El rey le hizo una seña a uno de ellos y Kaadel alzó las cejas al ver que sacaba un manojo de llaves y abría la celda. Las bisagras chirriaron con molestia y ambos guardias se acercaron a él con cautela.

Consciente de que lo primordial era conseguir que el rey se fiara de él lo suficiente, procuró no hacer ningún movimiento que pudiera malinterpretarse como un ataque, ni siquiera cuando sintió que le aflojaban la mordaza lo suficiente como para poder tragar saliva con normalidad. Como precaución, sin embargo, su compañero no se apartó de su lado y el siseo de la espada al ser desenvainada precedió a su tacto gélido sobre la garganta. Irritado, se abstuvo de poner los ojos en blanco.
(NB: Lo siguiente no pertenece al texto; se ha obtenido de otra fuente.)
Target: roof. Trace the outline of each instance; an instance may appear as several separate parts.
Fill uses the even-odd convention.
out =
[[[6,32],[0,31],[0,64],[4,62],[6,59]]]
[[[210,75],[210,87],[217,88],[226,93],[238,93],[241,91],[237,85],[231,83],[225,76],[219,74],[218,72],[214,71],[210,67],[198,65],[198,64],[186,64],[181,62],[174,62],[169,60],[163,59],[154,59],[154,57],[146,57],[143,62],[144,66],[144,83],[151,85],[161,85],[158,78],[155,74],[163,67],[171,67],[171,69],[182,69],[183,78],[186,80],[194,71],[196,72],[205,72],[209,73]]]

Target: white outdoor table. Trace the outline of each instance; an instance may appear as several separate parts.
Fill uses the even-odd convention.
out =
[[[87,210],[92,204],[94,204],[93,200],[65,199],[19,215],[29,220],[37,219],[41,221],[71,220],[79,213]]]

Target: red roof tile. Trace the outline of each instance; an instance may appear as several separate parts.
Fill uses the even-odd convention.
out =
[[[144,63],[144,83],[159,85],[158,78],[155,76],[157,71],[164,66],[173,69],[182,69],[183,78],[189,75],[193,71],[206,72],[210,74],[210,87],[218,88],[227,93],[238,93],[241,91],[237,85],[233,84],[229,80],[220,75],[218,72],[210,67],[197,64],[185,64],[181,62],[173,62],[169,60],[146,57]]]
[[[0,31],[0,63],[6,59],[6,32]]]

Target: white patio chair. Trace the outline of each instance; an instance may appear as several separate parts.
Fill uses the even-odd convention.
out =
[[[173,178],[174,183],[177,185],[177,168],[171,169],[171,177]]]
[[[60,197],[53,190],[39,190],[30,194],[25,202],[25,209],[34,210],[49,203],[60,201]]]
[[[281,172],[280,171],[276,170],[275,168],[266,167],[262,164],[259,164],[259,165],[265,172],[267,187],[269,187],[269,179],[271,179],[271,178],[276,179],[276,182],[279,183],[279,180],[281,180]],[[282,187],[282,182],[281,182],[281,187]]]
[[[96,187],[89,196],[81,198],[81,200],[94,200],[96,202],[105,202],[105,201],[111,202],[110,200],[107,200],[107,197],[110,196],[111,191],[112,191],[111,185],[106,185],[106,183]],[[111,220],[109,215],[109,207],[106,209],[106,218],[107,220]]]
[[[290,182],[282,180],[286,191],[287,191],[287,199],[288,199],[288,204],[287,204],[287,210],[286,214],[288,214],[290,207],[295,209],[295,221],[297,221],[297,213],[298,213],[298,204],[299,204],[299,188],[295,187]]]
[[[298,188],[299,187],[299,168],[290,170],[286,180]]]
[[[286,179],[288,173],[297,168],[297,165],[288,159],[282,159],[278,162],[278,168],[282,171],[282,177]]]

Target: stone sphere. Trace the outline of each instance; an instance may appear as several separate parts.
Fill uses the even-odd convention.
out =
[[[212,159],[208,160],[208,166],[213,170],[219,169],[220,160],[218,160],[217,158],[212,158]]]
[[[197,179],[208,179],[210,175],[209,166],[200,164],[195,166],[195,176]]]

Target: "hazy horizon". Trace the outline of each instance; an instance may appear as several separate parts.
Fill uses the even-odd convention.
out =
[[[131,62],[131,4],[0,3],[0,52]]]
Aquello comenzaba a ser una costumbre.

¿Eftáish dishueshto a efcushare ahora? —farfulló como pudo con la tela entre los dientes.

Su pronunciación, como era de esperar, fue pésima, y Kaadel tuvo que reconocer que era una buena forma de evitar que empleara el yarshé como era debido. Por no mencionar que la espada pegada al cuello era un buen incentivo para no intentar ninguna tontería.

—¿De dónde eres? —fue la primera pregunta que le lanzó el rey, quien no lo perdía de vista desde el otro lado de los barrotes.
Kaadel se dio cuenta de que ya no llevaba la corona y se preguntó si todavía se encontraba dentro de los muros del palacio o si lo habían llevado a algún otro sitio. Al menos, se dijo, ahora parecía más dispuesto a escuchar que antes.

De Argosh.

—¿Un desterrado de la guerra? —aventuró Aldort, sin parecer muy convencido—. No pareces tener más de treinta años.

Nashí... —Se atragantó con la tela. Carraspeó, molesto—. Nashí ahí.

El rey y su general intercambiaron una mirada que, por la penumbra, Kaadel fue incapaz de interpretar. Entonces, el príncipe Eldric dio un paso al frente y las sombras de su rostro cambiaron de posición. Por un momento, pareció una versión más joven del rey.

—¿De verdad Sereg, el yarshenita que nos declaró la guerra en el pasado, sigue vivo?

Kaadel quiso asentir, pero el filo de la espada le recordó que no podía hacer movimientos bruscos. Le lanzó una rápida mirada al guardia que tenía de pie a su lado y este, como respuesta, afianzó el agarre de su arma. El reflejo fugaz del acero no le hizo gracia, aunque procuró olvidarse de él y centrarse en el interrogatorio.

Lo eshtá —masculló, y la mordaza le creó una arcada desagradable. Tragó, incómodo, y continuó—: Y eshtá ensheniando a otros todo lo que shabe.

—¿Te enseñó a ti? —quiso saber Aldort, y recibió un extraño sonido a modo de confirmación—. ¿Y por qué delatarlo?

Aquella pregunta hizo que Kaadel mirara al rey, que no había vuelto a pronunciar palabra. Aun con la poca luz que los envolvía, intentó que su expresión reflejara la gravedad que lo había impulsado a introducirse en el corazón del enemigo, a arriesgarse hasta el punto de ser capturado y con la amenaza de la muerte a una sola orden de distancia. Quiso, por todos los medios, que sus palabras le llegaran, que lo creyera y que comprendiera que era el momento para actuar, pues cada vez quedaba menos tiempo. Así que respiró hondo y procuró que su respuesta se escuchara alta y clara pese a la tela que tenía entre los dientes:

—Porque nos está condenando a morir. A todos.